Empresa que construiu muro diz ter obedecido às normas legais

Da Redação

A Prefeitura divulgou no início da noite de ontem uma nota, explicando a liminar concedida pelo juiz da Vara de Fazenda Pública, Núbio Parreiras, concedeu, durante à tarde, em favor da Prefeitura de Divinópolis. Em ação de cautelar de vistoria que resguarda os interesses do Município e, consequentemente, dos proprietários de túmulos danificados no Cemitério da Paz no último fim de semana.

Na petição, o Município solicita que se “registre todos os aspectos técnicos de relevo passíveis de inspeção por profissional designado e especialista renomado na área da Engenharia, a fim de que se preserve a memória atual do estado dos imóveis, de modo que não se perca suas características, sinais e evidências quando forem realizadas as intervenções materiais que, devem ocorrer nas próximas horas ou dias, destinadas à preservação patrimonial e à contenção dos riscos de incremento dos danos e materiais que foram lançados no terreno particular no nível mais baixo – e que precisam ser resgatados.

Resolveu falar

Por outro lado, a empresa que fazia a obra do muro que cedeu na última sexta-feira, 31, e causou danos a cerca de 30 túmulos no Cemitério Central se pronunciou pela primeira vez desde o ocorrido. Em nota divulgada no fim da tarde desta segunda-feira, 3, a companhia prestou solidariedade aos parentes que tiveram túmulos de familiares afetados pelo acidente e alegou que os procedimentos legais e de engenharia foram obedecidos.

Além disso, a responsável pela construção informou que trabalha com a Prefeitura na busca de soluções que garantam as condições adequadas de segurança para que os trabalhos possam ser reiniciados no local.

— Não obstante tenhamos a certeza de que a empresa sempre agiu obedecendo às normas de engenharia civil e legais, e que as causas serão apuradas. Estamos, neste momento, em esforço conjunto com o Município e demais órgãos públicos, buscando soluções para restabelecer o quanto antes as condições adequadas de segurança para que as autoridades possam iniciar os trabalhos necessários no local — se defendeu, em nota.

Os responsáveis pela obra informaram ainda que protocolaram um pedido de perícia judicial.
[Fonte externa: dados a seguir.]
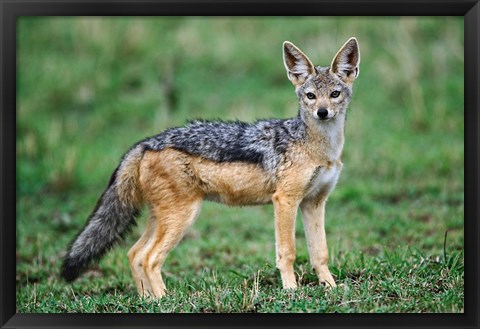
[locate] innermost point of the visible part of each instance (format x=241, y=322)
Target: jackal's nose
x=322, y=113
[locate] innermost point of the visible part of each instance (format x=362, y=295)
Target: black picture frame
x=11, y=10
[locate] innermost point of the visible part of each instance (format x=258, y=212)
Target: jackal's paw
x=289, y=285
x=328, y=284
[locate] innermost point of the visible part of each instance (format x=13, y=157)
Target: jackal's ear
x=298, y=66
x=347, y=60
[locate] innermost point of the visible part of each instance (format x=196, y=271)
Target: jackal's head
x=323, y=92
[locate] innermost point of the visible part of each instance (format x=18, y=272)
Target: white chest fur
x=324, y=179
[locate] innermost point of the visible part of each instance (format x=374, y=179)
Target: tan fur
x=174, y=184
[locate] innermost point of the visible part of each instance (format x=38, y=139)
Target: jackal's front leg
x=313, y=216
x=285, y=215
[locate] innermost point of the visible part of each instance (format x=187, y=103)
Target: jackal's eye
x=335, y=94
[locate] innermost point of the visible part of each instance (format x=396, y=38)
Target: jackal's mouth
x=324, y=114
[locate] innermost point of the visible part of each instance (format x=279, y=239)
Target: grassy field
x=89, y=88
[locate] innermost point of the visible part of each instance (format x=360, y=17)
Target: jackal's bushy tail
x=113, y=215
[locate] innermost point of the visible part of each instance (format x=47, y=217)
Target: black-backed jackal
x=294, y=163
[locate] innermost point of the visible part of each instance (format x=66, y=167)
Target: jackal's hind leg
x=172, y=222
x=136, y=257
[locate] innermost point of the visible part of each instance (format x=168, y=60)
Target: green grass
x=89, y=88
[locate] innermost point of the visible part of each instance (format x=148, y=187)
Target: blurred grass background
x=88, y=88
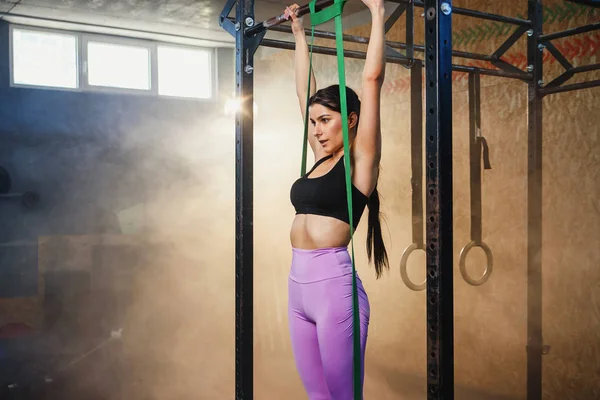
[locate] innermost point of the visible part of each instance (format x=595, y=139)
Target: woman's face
x=328, y=127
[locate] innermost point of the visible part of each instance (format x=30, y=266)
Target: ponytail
x=375, y=244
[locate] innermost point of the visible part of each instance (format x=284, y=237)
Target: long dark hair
x=330, y=98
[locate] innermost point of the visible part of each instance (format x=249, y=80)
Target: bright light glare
x=120, y=66
x=184, y=72
x=44, y=59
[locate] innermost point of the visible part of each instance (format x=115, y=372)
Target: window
x=118, y=66
x=44, y=59
x=184, y=72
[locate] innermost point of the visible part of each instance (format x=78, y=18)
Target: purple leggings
x=320, y=321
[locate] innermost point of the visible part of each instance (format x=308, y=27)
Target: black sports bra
x=326, y=195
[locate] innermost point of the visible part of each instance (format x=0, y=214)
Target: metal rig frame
x=438, y=166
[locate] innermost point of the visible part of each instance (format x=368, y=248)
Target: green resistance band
x=317, y=18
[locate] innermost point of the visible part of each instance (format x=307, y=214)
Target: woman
x=320, y=280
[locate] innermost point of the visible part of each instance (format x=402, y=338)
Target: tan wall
x=490, y=320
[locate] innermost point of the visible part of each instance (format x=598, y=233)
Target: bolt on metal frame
x=438, y=65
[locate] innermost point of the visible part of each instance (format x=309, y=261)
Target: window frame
x=104, y=39
x=82, y=40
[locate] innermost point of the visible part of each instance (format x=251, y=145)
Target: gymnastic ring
x=403, y=261
x=488, y=268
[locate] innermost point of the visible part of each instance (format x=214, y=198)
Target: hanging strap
x=317, y=18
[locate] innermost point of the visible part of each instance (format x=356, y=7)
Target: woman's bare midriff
x=311, y=232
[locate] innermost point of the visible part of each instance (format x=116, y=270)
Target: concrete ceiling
x=190, y=18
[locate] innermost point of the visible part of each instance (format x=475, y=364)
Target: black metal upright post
x=438, y=151
x=534, y=206
x=244, y=235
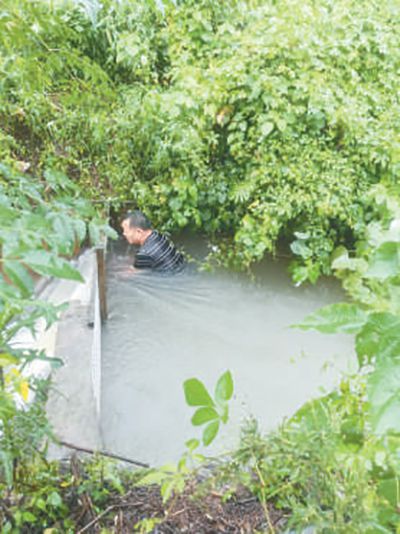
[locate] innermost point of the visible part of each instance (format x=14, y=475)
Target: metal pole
x=101, y=278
— De imediato, objetivando a apuração dos fatos, a empresa já requereu perícia judicial prévia que aguarda exame da Justiça. Com o desenrolar dos fatos, novos esclarecimentos serão trazidos a público — finalizou a Serra Dourada Empreendimentos e Participações.

Licenciamento

Toda intervenção precisa dispor de um projeto arquitetônico a ser entregue para apreciação dos serviços de regulação urbana que, no caso, o Departamento de Cadastro Técnico da Prefeitura. Já o alvará é a permissão para que a obra seja feita, e, sem ele, os responsáveis são notificados, correm risco de ter a obra embargada e sofrer penalidades.

De acordo com procurador-geral, Wendel Santos, um período de dez dias foi concedido para a regularização dos trâmites da construção. Como o prazo não foi obedecido, a Prefeitura, em auto de embargo, suspendeu os trabalhos que vinham sendo feitos.

Como consta no auto de embargo ao qual o Agora teve acesso, datado de 31/01/2019, a obra foi impedida por irregularidades, tais como a ausência de alvará e de projeto arquitetônico aprovado. O documento ainda aponta que, não observados os cumprimentos de regularização, seria lavrado um auto de infração com aplicação de penalidades legais.

A reportagem tentou contato com a empresa, mas não obteve sucesso na comunicação com os responsáveis ou seus advogados.

 

Trabalhos de remoção

 

Como já havia informado a Prefeitura, os trabalhos de remoção da terra precisam ser cautelosos, pois há restos mortais debaixo de todo o material que cedeu. As primeiras atividades a serem feitas visam estabilizar a estrutura com o auxílio de um talude de contenção. Posteriormente, já sem o risco de novos deslizamentos, começam as ações de retiradas que possivelmente terão de passar por exame de DNA para identificação.